Ecrire sous le pseudo d'Ambrose Parry avec son épouse, c'est le secret d'un couple qui dure ?
Ah ah. Nous apportons chacun quelque chose que l'autre n'a pas. Mélissa est bien sûr très calé dans tout ce qui est médecine. Et j'ai plus d'expérience dans l'écriture. On se respecte. Mais la raison pour laquelle nous sommes toujours amoureux alors que l'on écrit ensemble, c'est parce que nous n'écrivons jamais dans la même pièce ! Jamais. Personnellement, je me lève tôt, j'aime marcher et dicter mes idées sur mon téléphone. Ensuite je transcris. Je ne pourrais pas écrire si je ne marchais pas.
On a appris en lisant Le Point (le numéro spécial Quais du Polar) que finalement, le mouvement Tartan Noir est en quelque sorte inventé ?
Oui et non. C'est Ian Rankin quand il est allé voir James Ellroy qui lui a sorti cette expression. Qui est restée. Et ça nous aide bien à vrai dire. Les Scandinaves ont bien leur identité ! Personnellement, je ne suis pas certain de faire du noir, mes romans sont plutôt optimistes... dans leurs conclusions. Ce qui nous réunit aussi sans doute c'est l'humour dans nos oeuvres respectives. Ma femme Marisa dit que les histoires trop sérieuses ne sont pas réalistes, dans la vie, peu importe vos galères, il y a toujours un moment pour l'humour. En Ecosse, on attache de l'importance à l'humour, même de l'humour noir, des insultes. Un professeur de littérature me disait que la différence entre l'humour anglais et l'humour écossais c'est que le premier se base sur des bonnes manières. Pas l'Ecossais.
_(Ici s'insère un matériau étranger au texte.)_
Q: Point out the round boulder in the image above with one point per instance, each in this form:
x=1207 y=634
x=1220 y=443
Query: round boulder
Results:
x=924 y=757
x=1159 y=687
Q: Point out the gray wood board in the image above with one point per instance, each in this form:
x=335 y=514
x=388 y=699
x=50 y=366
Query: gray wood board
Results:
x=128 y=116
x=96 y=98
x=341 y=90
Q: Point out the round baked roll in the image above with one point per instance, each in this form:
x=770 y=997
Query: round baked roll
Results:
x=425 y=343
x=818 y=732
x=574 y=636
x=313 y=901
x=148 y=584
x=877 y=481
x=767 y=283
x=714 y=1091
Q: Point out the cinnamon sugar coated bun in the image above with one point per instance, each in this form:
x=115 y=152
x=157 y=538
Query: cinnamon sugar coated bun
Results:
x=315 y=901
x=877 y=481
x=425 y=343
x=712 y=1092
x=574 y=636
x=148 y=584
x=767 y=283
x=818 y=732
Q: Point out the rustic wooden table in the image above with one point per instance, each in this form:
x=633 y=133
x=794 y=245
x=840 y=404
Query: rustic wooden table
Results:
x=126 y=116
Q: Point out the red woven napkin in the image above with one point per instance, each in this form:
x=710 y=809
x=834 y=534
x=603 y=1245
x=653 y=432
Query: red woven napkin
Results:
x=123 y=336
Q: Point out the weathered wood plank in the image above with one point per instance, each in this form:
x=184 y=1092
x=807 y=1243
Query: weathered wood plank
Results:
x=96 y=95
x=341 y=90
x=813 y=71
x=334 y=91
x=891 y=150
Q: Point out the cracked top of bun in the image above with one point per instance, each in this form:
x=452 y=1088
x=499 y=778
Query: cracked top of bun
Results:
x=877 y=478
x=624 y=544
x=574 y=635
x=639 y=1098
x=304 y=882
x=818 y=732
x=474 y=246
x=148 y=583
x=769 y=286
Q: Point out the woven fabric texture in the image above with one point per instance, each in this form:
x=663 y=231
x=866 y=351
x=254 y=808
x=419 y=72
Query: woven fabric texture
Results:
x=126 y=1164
En France vous avez fréquemment changé d'éditeur. Il y a une explication ?
Pas vraiment. Les éditeurs s'engageaient pour deux livres et puis c'était tout. Métailié me fait confiance aujourd'hui. Je ne suis venu qu'une seule fois en France en 2002 il me semble pour Au royaume des aveugles. Et Lyon c'est donc la deuxième fois.
Quel est votre but en littérature ?
J'apprends toute le temps. Et je me cherche. Je retranscris ma propre expérience aussi. J'ai toujours pensé que la personne qui débutait un livre n'était pas la même quand elle le finissait. Et pour moi c'est pareil, j'apprends chaque fois un peu plus qui je suis. Ce n'est pas une obsession non plus. Cela me permet de comprendre les choses en même temps. Dans L'ange déchu, par exemple, j'ai compris pourquoi les théories complotistes pouvaient ainsi se répandre.
Un dernier mot sur l'Indépendance de l'Ecosse. C'est d'actualité ?
C'est difficile de le prédire. Surtout depuis les événements mondiaux qui nous impactés après le référendum sur l'indépendance. Bien qu'il y ait eu un plus fort pourcentage de personnes en faveur de l'indépendance je me demande à quel point l'opinion publique a de l'appétit pour le bouleversement. Ils voudront sans doute quelques années de stabilité avant d'être prêt pour un changement radical. Si les Conservateurs perdent les prochaines élections, cela accélèrera l'envie d'indépendance des Ecossais. Ce n'est pas tellement le fait d'être dirigés par Londres qui pose problème : c'est le fait d'être dirigés par des Conservateurs.